Un certain Ira Hunt, responsable du département technologique de la CIA, l’a expliqué publiquement à New York, deux jours après l’annonce de l’accord conclu avec Amazon qui fournira à l’Agence la technologie permettant de construire un nuage informatique (Cloud) capable de conserver des quantités de données jamais imaginées auparavant. Il s'agit du "Big data" présenté comme à la fois le présent et l’avenir du Renseignement, destiné à mémoriser toutes les informations générées par l’espèce humaine, y compris celles produites par milliards sur les réseaux sociaux.  Le but déclaré est celui de protéger les États-Unis de ses ennemis et du terrorisme international, en évitant de refaire les erreurs du passé. Qui le leur reprocherait, n'est-ce pas?

Mais le vrai but est de se donner les moyens de "monitorer" la planète en détail. D’après le Federal Computer Week, un site Web dédié aux responsables du gouvernement fédéral, la chose est en train de se faire : grâce à un premier accord portant sur 600 millions de dollars répartis sur 10 ans, Amazon aidera l’Agence à construire une infrastructure de « Cloud computing » privée, qui lui permettra de ne pas se faire dépasser grâce à l’évolution du monde des Big Data, tout en contrôlant les coûts.

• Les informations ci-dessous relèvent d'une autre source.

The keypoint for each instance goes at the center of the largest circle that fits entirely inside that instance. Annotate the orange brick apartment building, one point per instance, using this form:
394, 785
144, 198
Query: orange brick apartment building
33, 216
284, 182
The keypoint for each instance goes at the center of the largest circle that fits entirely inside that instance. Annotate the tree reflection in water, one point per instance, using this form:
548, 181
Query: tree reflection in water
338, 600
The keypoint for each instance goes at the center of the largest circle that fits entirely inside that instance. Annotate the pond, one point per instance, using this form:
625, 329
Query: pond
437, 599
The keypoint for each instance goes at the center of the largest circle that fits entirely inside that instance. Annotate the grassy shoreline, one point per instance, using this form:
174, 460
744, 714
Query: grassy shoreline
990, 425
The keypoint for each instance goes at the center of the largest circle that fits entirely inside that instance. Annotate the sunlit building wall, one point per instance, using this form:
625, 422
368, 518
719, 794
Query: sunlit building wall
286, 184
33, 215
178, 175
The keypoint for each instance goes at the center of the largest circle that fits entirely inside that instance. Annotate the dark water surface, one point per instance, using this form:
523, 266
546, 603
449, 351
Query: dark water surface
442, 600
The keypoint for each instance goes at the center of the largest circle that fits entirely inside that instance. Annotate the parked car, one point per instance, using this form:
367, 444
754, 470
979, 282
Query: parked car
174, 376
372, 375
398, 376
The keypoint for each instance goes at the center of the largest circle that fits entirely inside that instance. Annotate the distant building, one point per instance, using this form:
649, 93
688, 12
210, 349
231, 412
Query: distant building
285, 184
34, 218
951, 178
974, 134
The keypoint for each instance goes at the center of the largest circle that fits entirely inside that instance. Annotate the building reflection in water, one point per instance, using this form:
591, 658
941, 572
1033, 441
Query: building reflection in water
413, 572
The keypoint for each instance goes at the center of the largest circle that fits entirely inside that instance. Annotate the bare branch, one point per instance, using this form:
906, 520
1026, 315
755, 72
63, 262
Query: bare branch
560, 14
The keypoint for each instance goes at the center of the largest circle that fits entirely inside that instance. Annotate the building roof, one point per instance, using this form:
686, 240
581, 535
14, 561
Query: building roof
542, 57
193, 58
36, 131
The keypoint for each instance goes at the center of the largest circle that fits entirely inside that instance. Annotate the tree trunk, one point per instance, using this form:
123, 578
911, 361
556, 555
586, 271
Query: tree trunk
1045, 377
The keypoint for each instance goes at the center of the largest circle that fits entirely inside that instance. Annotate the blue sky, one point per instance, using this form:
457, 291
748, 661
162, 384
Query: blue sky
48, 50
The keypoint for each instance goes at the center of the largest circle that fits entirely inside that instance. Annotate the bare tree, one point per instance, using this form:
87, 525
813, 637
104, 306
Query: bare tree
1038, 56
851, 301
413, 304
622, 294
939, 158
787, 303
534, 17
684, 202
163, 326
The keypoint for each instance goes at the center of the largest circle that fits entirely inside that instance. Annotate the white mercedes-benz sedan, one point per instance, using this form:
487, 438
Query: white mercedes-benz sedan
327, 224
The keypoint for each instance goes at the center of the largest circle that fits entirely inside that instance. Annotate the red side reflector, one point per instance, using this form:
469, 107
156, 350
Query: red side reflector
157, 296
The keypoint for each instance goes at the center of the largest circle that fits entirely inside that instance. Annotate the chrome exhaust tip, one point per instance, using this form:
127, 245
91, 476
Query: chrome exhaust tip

Certes, ni Amazon ni la CIA n’ont confirmé la nouvelle. Cependant d'ores et déjà la CIA embauche des personnes hautement qualifiées en gestion des Big Data. On ne sait ce que font de leur côté les Chinois dans ce domaine sensible. Ce que l'on peut par contre supposer sans grands risques est que les services européens, à moins de se faire satelliser par leurs collègues américains, n'auront jamais les moyens d'accéder à de telles sources.